Using the channel testing technique described in the previous post, I soon identified a problem with the first Helios channel I tested. It was OK when the EQ was bypassed but when it was switched in, the level dropped by about 30dB. Clearly something was not right. A quick inspection of the PCB near where the signal is input to the EQ revealed a simple wiring error. I corrected this and the EQ worked as expected.

So, with the channel testing set up and working and with a working channel to play with, it was time to start testing the buses. To do this, all that was necessary was to wire up the buses to carry the mixed signal to the mix amplifiers, and to connect the Left and Right mix bus to the mix amplifiers via the master volume control. (There was no need to do this for the AUX sends as their master controls are already wired up in the AUX send module). The picture above shows the new test set up. The input, output and channel fader are as before. The added bus wiring and the master (stereo) level control are indicated on the picture above.

Before adding the stereo master level, I checked the AUX send buses. It was a good job I did because I soon discovered I had wired the AUX send module to the L&R master buses instead of the AUX send buses. Changing the connections of two wires in the AUX send module fixed this. I then connected the master level control and tested the stereo bus. The Smart Pan worked exactly as expected and I measured the Pan mid drop as 4.3dB, very close to the calculated value. In fact it all went very smoothly.

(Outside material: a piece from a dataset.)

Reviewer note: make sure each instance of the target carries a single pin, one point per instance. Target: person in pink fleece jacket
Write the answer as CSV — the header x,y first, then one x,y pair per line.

As part  of building the test set up, I had to do quite a lot of crimping and I have to say that, with practice, it becomes quite easy. You need to use the right sort of wire and I found that lightly tinning stranded wire was a great help but other than that it is becoming quite straightforward. I might at some point in the future revise the motherboard slightly to change the bus connectors from Molex to IDC for two reasons. First, it is easier to make a cable of an accurate length using IDC and secondly, it would allow me to include a ground wire between each pair of bus wires, thus reducing bus to bus capacitance and hence reducing high frequency cross talk. As yet I have no reason to suspect there is a high frequency cross talk problem but so far I have only been making tests at 1KHz.